David Vogel, University of California, Berkeley
Council 2004-06

David Vogel is professor in the department of political science and the Haas School of Business at the University of California, Berkeley. He received his Ph.D. from the department of politics at Princeton University and has taught at Berkeley since 1973. Vogel's research focuses on business-government relations, business political activity, and government regulation. He has made contributions to the fields of American politics, comparative politics, and international political economy.
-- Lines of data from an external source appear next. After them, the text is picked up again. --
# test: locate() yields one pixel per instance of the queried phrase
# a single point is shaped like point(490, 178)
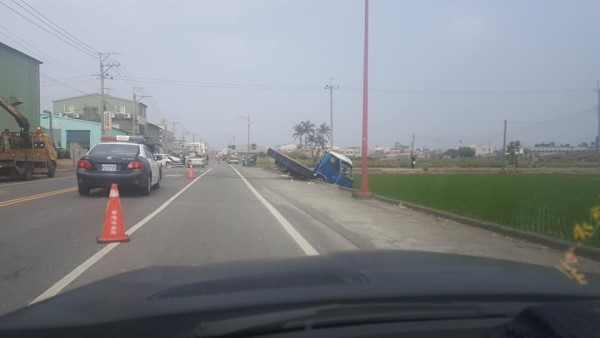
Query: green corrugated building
point(20, 85)
point(87, 107)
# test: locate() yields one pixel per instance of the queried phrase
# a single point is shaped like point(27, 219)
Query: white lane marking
point(308, 249)
point(41, 180)
point(71, 276)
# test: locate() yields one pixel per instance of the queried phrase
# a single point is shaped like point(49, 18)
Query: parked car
point(128, 164)
point(196, 162)
point(233, 159)
point(168, 161)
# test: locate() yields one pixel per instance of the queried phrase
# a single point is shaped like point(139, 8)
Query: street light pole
point(331, 87)
point(249, 122)
point(364, 180)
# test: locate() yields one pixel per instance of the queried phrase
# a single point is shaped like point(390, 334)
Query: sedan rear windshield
point(115, 150)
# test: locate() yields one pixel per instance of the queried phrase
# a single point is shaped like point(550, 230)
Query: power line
point(221, 85)
point(473, 92)
point(49, 32)
point(54, 83)
point(62, 29)
point(559, 118)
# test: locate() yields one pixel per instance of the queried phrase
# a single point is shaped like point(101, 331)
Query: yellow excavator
point(24, 153)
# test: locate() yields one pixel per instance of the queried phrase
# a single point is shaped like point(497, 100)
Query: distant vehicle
point(332, 168)
point(196, 162)
point(168, 161)
point(124, 162)
point(24, 153)
point(233, 159)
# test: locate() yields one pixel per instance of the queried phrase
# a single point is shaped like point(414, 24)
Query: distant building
point(352, 151)
point(196, 147)
point(124, 114)
point(483, 150)
point(553, 150)
point(287, 148)
point(67, 131)
point(152, 135)
point(20, 85)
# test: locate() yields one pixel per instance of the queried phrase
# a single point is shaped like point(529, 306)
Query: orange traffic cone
point(191, 172)
point(113, 229)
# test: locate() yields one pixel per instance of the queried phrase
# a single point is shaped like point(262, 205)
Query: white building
point(483, 150)
point(352, 151)
point(286, 148)
point(196, 147)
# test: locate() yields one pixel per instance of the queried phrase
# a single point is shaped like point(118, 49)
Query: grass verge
point(549, 204)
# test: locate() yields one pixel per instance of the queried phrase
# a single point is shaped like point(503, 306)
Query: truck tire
point(83, 191)
point(282, 167)
point(51, 168)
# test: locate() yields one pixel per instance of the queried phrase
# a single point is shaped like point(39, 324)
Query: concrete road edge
point(554, 243)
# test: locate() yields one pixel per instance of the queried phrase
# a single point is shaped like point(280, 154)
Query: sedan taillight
point(85, 164)
point(135, 165)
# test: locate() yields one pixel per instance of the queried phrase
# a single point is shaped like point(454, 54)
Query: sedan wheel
point(148, 187)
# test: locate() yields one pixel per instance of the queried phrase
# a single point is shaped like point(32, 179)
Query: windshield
point(299, 129)
point(115, 149)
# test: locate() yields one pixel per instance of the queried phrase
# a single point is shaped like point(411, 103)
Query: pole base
point(362, 195)
point(112, 240)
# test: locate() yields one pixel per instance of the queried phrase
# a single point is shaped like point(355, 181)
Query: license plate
point(109, 167)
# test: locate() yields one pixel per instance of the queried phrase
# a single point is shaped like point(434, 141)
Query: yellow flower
point(595, 213)
point(582, 231)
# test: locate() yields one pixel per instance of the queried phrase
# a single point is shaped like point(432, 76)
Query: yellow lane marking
point(37, 196)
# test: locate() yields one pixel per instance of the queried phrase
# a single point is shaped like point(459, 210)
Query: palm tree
point(308, 129)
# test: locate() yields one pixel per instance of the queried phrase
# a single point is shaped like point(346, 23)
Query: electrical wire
point(49, 32)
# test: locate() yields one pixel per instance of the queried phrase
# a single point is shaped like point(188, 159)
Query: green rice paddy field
point(549, 204)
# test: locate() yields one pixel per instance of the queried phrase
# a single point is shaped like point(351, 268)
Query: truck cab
point(335, 168)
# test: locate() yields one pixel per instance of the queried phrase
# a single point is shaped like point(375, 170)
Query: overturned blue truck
point(332, 168)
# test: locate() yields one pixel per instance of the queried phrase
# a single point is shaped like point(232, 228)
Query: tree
point(513, 149)
point(461, 152)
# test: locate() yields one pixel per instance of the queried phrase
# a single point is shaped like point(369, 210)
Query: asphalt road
point(48, 232)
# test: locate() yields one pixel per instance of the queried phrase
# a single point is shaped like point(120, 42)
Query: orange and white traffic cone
point(191, 172)
point(113, 229)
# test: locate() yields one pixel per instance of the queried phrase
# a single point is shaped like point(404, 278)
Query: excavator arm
point(21, 120)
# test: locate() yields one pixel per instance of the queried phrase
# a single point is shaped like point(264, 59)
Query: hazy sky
point(447, 71)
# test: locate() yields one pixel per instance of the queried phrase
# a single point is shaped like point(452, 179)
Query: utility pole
point(249, 123)
point(136, 98)
point(598, 137)
point(504, 146)
point(331, 87)
point(105, 66)
point(364, 173)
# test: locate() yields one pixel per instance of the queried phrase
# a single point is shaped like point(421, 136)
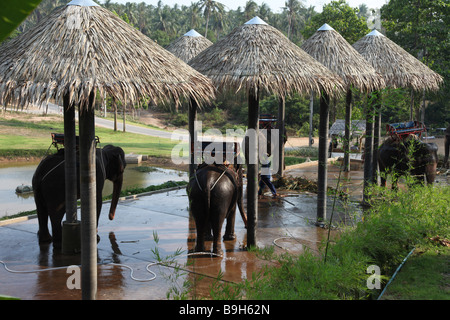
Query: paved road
point(105, 123)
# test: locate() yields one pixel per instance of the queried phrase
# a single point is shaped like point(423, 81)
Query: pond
point(21, 173)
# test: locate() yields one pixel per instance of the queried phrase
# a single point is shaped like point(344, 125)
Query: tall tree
point(292, 8)
point(210, 7)
point(343, 18)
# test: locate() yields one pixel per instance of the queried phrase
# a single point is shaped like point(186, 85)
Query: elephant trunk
point(117, 188)
point(241, 205)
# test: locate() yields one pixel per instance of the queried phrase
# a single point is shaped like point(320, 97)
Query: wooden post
point(376, 137)
point(88, 202)
point(322, 168)
point(311, 111)
point(348, 124)
point(252, 167)
point(192, 136)
point(281, 135)
point(368, 151)
point(71, 241)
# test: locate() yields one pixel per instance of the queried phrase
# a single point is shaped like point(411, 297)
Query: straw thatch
point(189, 45)
point(398, 67)
point(257, 56)
point(78, 49)
point(327, 46)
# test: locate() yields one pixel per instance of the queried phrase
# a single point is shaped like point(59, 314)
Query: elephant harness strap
point(225, 169)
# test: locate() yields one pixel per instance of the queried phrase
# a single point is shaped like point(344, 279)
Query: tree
point(210, 7)
point(421, 28)
point(292, 7)
point(343, 18)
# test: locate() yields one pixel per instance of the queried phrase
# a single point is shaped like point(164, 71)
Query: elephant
point(49, 188)
point(409, 155)
point(446, 146)
point(213, 194)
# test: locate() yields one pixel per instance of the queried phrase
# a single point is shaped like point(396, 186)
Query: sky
point(275, 5)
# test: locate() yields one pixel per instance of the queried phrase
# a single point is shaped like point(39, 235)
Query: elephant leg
point(208, 230)
point(56, 220)
point(430, 173)
point(201, 224)
point(217, 219)
point(99, 209)
point(229, 230)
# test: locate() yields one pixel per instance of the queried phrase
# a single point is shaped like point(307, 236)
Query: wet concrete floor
point(129, 240)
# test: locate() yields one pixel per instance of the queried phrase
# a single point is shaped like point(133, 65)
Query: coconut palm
point(210, 7)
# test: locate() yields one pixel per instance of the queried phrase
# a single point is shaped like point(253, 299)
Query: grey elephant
point(446, 146)
point(213, 194)
point(49, 188)
point(409, 155)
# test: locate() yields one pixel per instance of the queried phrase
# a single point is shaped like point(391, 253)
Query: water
point(15, 174)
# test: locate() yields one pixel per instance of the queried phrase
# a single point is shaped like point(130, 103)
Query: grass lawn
point(425, 276)
point(29, 135)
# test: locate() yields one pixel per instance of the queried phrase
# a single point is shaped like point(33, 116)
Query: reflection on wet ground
point(160, 225)
point(130, 240)
point(21, 173)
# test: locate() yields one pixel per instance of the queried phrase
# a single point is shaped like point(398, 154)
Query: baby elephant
point(213, 193)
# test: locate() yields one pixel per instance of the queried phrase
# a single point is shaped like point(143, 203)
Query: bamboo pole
point(88, 202)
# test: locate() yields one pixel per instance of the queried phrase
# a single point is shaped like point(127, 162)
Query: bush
point(389, 230)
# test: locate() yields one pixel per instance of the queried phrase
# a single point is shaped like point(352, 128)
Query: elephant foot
point(209, 237)
point(217, 249)
point(44, 238)
point(199, 248)
point(229, 237)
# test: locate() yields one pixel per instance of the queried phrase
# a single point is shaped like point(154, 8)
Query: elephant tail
point(208, 201)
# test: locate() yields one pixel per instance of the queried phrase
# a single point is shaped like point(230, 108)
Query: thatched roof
point(356, 127)
point(82, 47)
point(258, 56)
point(327, 46)
point(189, 45)
point(398, 67)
Vogel's books include Lobbying the Corporation: Citizen Challenges to Business Authority (Basic Books, 1978); National Styles of Regulation: Environmental Policy in Great Britain and the United States (Cornell, 1986); Fluctuating Fortunes: The Political Power of Business in America (Basic Books, 1989); Trading Up: Consumer and Environmental Regulation in a Global Economy (Harvard 1995); Kindred Strangers: The Uneasy Relationship Between Business and Politics in America (Princeton, 1996); and Benefits or Barriers? Regulation in Transatlantic Trade (Brookings, 1998). He is also co-editor (with Robert Kagan) of The Dynamics of Regulatory Change: How Globalization Affects National Regulatory Policies (UC Press, 2004). Vogel has also published more than 50 scholarly articles and essays.

He is currently working with Chris Ansell on an edited volume on food safety regulation in Europe as a case-study of contested governance, (MIT Press, forthcoming), and a monograph comparing changes in risk regulation in the United States and the European Union. Vogel is also writing a study of the potential and limitations of corporate social responsibility.
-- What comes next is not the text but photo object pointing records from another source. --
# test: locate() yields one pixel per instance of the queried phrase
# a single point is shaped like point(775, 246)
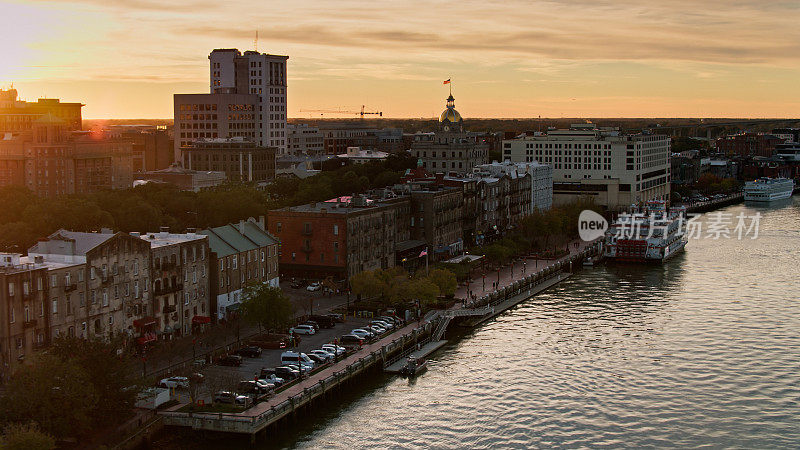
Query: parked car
point(273, 379)
point(303, 329)
point(298, 284)
point(323, 321)
point(331, 348)
point(230, 360)
point(230, 397)
point(174, 382)
point(287, 373)
point(351, 340)
point(336, 317)
point(250, 352)
point(312, 323)
point(363, 331)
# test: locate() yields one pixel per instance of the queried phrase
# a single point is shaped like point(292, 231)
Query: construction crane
point(361, 113)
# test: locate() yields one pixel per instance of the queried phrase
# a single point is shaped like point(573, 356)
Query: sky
point(509, 58)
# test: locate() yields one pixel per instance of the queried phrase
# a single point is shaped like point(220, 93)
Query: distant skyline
point(602, 58)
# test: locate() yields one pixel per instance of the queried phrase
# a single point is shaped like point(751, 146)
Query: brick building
point(241, 253)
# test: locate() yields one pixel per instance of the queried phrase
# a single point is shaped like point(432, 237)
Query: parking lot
point(219, 377)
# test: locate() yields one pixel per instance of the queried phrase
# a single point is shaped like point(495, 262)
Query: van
point(297, 358)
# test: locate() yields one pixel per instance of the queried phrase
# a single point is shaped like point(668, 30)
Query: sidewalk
point(513, 272)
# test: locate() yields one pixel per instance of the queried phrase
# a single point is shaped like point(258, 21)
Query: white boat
point(768, 189)
point(650, 234)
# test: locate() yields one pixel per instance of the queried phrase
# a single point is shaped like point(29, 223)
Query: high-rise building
point(260, 74)
point(614, 169)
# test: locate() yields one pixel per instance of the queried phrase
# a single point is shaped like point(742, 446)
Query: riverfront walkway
point(480, 286)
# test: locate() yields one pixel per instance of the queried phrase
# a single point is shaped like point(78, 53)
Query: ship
point(768, 189)
point(649, 234)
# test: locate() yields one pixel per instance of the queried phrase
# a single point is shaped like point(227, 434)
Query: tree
point(444, 280)
point(18, 436)
point(56, 394)
point(267, 306)
point(109, 374)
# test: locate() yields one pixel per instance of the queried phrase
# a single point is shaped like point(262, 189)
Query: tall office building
point(255, 73)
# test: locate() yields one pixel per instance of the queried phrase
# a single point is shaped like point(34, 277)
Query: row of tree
point(395, 288)
point(78, 387)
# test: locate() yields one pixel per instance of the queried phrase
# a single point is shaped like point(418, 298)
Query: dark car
point(323, 321)
point(312, 323)
point(350, 341)
point(230, 360)
point(286, 373)
point(250, 352)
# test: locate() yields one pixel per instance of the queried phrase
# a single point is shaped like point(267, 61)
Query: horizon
point(511, 60)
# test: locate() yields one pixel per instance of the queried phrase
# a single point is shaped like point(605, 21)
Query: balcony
point(169, 289)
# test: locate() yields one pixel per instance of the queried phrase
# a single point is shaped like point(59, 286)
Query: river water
point(701, 351)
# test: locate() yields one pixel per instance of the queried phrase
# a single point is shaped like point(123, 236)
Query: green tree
point(444, 280)
point(109, 374)
point(27, 436)
point(56, 394)
point(266, 306)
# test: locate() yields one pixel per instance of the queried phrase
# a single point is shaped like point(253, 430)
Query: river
point(701, 351)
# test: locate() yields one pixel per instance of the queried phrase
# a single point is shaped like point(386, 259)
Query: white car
point(334, 348)
point(303, 329)
point(174, 382)
point(324, 355)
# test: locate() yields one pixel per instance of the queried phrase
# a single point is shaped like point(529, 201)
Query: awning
point(144, 321)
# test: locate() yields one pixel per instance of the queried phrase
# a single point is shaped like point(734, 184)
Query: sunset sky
point(510, 58)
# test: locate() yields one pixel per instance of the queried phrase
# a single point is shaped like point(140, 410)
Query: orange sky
point(513, 58)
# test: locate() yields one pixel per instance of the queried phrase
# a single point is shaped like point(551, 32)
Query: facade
point(19, 116)
point(114, 270)
point(614, 169)
point(259, 74)
point(450, 150)
point(240, 254)
point(210, 116)
point(541, 180)
point(180, 285)
point(749, 144)
point(239, 159)
point(184, 179)
point(302, 139)
point(23, 321)
point(50, 160)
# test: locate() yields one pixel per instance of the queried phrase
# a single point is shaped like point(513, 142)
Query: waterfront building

He has served on the editorial boards of the Journal of Policy History, Political Research Quarterly, Business and Politics, Business Ethics Quarterly, and the Journal of Public Affairs. Since 1982, he has edited the California Management Review.

Vogel has served on six award committees for the APSA and the History and Politics Section and as program co-chair for the History and Politics Section. He has held the Jean Monnet Chair and the BP Chair in Transatlantic Relations at the European University Institute and been a visiting professor at INSEAD, Sciences Po, the Bren School of Environmental Management, and the Hebrew University.